Medikamentenpause: Diuretika, Betablocker, ACE-Hemmer 1 bis 2 Wochen, Spironolacton 6 Wochen vorher absetzen (nur in Absprache mit Ihrem Arzt)

Stabilität Serum/Plasma: 5 Tage bei 2-8°C

Material

2 ml Serum/Plasma 

Normbereich

liegend:   11.7 - 236.0 pg/ml
stehend:  22.1 - 392.0 pg/ml

Methodik

CLIA

Akkreditierte Untersuchung

Nein

Informationen

Aldosteron als zu den Mineralkortikoiden gehörendes Nebennierenrindenhormon beeinflusst den Elektrolyt- und Wasserhaushalt sowie über das Renin-Angiotensin System das extrazelluläre Flüssigkeits- und Plasmavolumen. Physiologisch fördert Aldosteron die Natriumreabsorption und Kaliumexkretion.
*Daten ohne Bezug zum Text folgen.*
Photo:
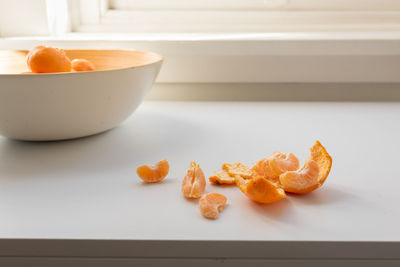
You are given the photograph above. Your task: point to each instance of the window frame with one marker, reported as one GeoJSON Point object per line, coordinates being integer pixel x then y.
{"type": "Point", "coordinates": [244, 57]}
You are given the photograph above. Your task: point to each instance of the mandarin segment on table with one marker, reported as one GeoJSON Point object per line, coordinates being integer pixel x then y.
{"type": "Point", "coordinates": [194, 182]}
{"type": "Point", "coordinates": [211, 205]}
{"type": "Point", "coordinates": [153, 173]}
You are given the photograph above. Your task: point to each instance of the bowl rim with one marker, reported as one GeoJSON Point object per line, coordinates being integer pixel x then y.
{"type": "Point", "coordinates": [161, 59]}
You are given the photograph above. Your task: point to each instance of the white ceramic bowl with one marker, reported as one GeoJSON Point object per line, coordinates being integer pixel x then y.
{"type": "Point", "coordinates": [56, 106]}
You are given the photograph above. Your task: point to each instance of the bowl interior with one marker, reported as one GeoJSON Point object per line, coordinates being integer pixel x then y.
{"type": "Point", "coordinates": [14, 62]}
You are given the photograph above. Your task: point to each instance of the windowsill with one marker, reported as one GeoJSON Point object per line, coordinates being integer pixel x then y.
{"type": "Point", "coordinates": [251, 57]}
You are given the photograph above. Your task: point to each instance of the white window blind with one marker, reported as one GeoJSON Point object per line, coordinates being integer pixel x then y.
{"type": "Point", "coordinates": [171, 16]}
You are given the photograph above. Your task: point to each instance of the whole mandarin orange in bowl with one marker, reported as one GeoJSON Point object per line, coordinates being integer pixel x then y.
{"type": "Point", "coordinates": [43, 98]}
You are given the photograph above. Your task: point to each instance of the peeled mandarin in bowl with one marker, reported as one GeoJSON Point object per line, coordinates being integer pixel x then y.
{"type": "Point", "coordinates": [80, 64]}
{"type": "Point", "coordinates": [46, 59]}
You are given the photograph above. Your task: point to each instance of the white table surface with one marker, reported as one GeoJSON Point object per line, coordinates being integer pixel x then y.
{"type": "Point", "coordinates": [87, 189]}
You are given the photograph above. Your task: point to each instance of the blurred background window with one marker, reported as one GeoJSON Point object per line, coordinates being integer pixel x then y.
{"type": "Point", "coordinates": [55, 17]}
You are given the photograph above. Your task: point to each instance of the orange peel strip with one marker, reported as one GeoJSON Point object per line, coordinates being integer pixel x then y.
{"type": "Point", "coordinates": [260, 189]}
{"type": "Point", "coordinates": [222, 177]}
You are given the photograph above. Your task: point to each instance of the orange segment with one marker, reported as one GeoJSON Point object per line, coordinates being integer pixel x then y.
{"type": "Point", "coordinates": [312, 175]}
{"type": "Point", "coordinates": [153, 173]}
{"type": "Point", "coordinates": [284, 163]}
{"type": "Point", "coordinates": [46, 59]}
{"type": "Point", "coordinates": [222, 177]}
{"type": "Point", "coordinates": [194, 183]}
{"type": "Point", "coordinates": [237, 169]}
{"type": "Point", "coordinates": [211, 205]}
{"type": "Point", "coordinates": [276, 164]}
{"type": "Point", "coordinates": [260, 189]}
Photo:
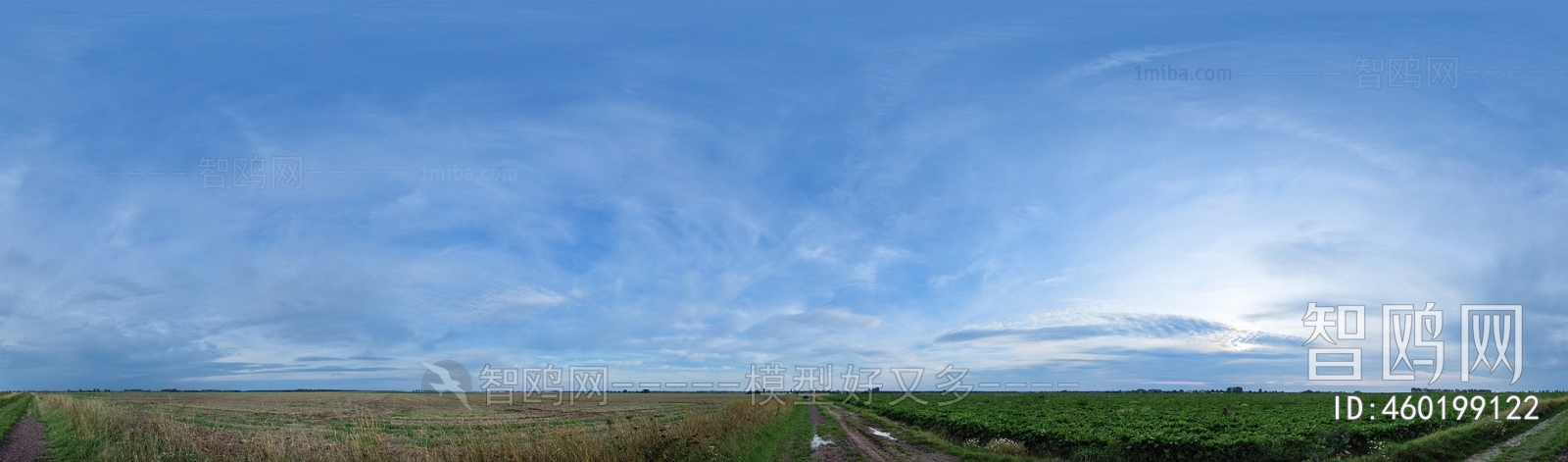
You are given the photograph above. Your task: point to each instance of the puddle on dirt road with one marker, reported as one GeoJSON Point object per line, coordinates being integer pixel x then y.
{"type": "Point", "coordinates": [817, 440]}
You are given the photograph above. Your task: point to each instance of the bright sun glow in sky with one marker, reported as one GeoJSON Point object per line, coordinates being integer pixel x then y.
{"type": "Point", "coordinates": [292, 195]}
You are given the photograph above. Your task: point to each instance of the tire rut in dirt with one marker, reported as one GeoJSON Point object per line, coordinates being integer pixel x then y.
{"type": "Point", "coordinates": [24, 443]}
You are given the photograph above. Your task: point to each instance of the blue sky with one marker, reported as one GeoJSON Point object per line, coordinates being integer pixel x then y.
{"type": "Point", "coordinates": [679, 190]}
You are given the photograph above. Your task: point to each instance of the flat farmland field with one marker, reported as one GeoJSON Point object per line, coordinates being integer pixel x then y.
{"type": "Point", "coordinates": [1223, 426]}
{"type": "Point", "coordinates": [400, 426]}
{"type": "Point", "coordinates": [718, 426]}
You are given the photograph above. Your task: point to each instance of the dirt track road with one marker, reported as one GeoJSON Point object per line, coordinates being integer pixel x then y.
{"type": "Point", "coordinates": [24, 443]}
{"type": "Point", "coordinates": [875, 448]}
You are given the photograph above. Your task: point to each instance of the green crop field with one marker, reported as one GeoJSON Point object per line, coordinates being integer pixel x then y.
{"type": "Point", "coordinates": [1186, 426]}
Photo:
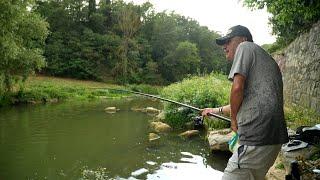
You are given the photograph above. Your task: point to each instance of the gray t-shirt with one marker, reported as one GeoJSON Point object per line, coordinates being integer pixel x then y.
{"type": "Point", "coordinates": [260, 117]}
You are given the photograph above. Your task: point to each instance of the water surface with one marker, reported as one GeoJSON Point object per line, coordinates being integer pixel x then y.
{"type": "Point", "coordinates": [79, 140]}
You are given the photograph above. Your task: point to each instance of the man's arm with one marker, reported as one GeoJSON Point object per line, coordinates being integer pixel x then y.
{"type": "Point", "coordinates": [236, 98]}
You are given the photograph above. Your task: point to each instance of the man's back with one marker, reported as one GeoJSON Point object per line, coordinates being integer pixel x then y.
{"type": "Point", "coordinates": [260, 117]}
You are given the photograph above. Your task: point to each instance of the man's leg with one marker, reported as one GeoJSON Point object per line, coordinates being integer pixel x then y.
{"type": "Point", "coordinates": [251, 162]}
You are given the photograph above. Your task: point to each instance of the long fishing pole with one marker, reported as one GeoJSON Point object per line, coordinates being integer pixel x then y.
{"type": "Point", "coordinates": [169, 100]}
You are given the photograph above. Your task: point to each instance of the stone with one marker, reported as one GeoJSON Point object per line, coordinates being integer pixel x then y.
{"type": "Point", "coordinates": [160, 127]}
{"type": "Point", "coordinates": [288, 157]}
{"type": "Point", "coordinates": [218, 139]}
{"type": "Point", "coordinates": [189, 133]}
{"type": "Point", "coordinates": [153, 136]}
{"type": "Point", "coordinates": [111, 110]}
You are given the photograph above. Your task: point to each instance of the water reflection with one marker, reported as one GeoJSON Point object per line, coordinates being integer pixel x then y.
{"type": "Point", "coordinates": [79, 140]}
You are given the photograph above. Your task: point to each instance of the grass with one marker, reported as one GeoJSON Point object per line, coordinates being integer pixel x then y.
{"type": "Point", "coordinates": [42, 89]}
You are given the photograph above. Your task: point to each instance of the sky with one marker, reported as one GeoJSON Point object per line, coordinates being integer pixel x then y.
{"type": "Point", "coordinates": [219, 15]}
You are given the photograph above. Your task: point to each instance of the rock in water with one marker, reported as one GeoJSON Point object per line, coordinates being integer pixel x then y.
{"type": "Point", "coordinates": [189, 133]}
{"type": "Point", "coordinates": [152, 110]}
{"type": "Point", "coordinates": [153, 136]}
{"type": "Point", "coordinates": [111, 110]}
{"type": "Point", "coordinates": [218, 140]}
{"type": "Point", "coordinates": [160, 127]}
{"type": "Point", "coordinates": [139, 172]}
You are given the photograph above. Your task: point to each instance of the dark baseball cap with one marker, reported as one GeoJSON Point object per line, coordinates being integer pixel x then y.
{"type": "Point", "coordinates": [235, 31]}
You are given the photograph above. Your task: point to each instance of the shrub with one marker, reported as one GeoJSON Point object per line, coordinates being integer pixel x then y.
{"type": "Point", "coordinates": [207, 91]}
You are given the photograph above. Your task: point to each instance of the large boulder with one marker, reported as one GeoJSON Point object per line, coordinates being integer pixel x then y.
{"type": "Point", "coordinates": [160, 127]}
{"type": "Point", "coordinates": [218, 139]}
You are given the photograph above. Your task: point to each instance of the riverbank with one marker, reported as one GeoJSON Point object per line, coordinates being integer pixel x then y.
{"type": "Point", "coordinates": [44, 89]}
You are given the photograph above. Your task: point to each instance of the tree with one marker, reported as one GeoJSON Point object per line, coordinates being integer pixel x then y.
{"type": "Point", "coordinates": [22, 34]}
{"type": "Point", "coordinates": [290, 17]}
{"type": "Point", "coordinates": [183, 61]}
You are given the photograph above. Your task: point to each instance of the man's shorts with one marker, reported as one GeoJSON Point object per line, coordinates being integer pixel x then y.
{"type": "Point", "coordinates": [251, 162]}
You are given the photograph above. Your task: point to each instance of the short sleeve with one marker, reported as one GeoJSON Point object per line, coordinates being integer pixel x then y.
{"type": "Point", "coordinates": [242, 62]}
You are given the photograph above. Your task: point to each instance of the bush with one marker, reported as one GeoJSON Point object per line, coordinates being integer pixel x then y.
{"type": "Point", "coordinates": [207, 91]}
{"type": "Point", "coordinates": [145, 88]}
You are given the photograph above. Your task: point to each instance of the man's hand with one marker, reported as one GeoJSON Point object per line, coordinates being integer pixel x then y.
{"type": "Point", "coordinates": [234, 125]}
{"type": "Point", "coordinates": [236, 98]}
{"type": "Point", "coordinates": [206, 111]}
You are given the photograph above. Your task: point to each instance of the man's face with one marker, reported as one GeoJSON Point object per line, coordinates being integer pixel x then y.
{"type": "Point", "coordinates": [230, 47]}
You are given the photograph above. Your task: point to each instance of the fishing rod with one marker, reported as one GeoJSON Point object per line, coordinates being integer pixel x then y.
{"type": "Point", "coordinates": [169, 100]}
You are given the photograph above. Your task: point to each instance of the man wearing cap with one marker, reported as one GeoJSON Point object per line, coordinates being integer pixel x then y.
{"type": "Point", "coordinates": [256, 106]}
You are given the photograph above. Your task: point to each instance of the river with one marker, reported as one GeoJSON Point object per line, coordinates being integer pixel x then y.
{"type": "Point", "coordinates": [79, 140]}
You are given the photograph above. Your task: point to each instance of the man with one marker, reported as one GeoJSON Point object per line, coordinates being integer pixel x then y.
{"type": "Point", "coordinates": [256, 106]}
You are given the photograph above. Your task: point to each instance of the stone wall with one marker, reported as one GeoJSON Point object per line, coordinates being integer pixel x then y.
{"type": "Point", "coordinates": [300, 66]}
In Kombination mit der Renin-Bestimmung dient die Aldosteronbestimmung zur Diagnosestellung eines Mineralokortikoidmangels oder Hyperaldostenorismus. Hohe Aldosteronwerte bei Tumoren der Nebennierenrinde (Adenome oder Karzinome) und bei NNR-Hyperplasie sprechen für einen primären Hyperaldostenorismus (M. Conn). Differentialdiagnostisch wird dieser vom sekundären Hyperaldostenorismus, der im Rahmen verschiedener Entgleisungen des Elektrolyt- und Wasserhaushalt auftreten kann. Verminderte Aldosteronwerte werden bei der primären NNR-Insuffizienz (M.Addison) oder durch verschiedene Enzymdefekte, die für Aldosteronsynthese zuständig sind, beobachtet.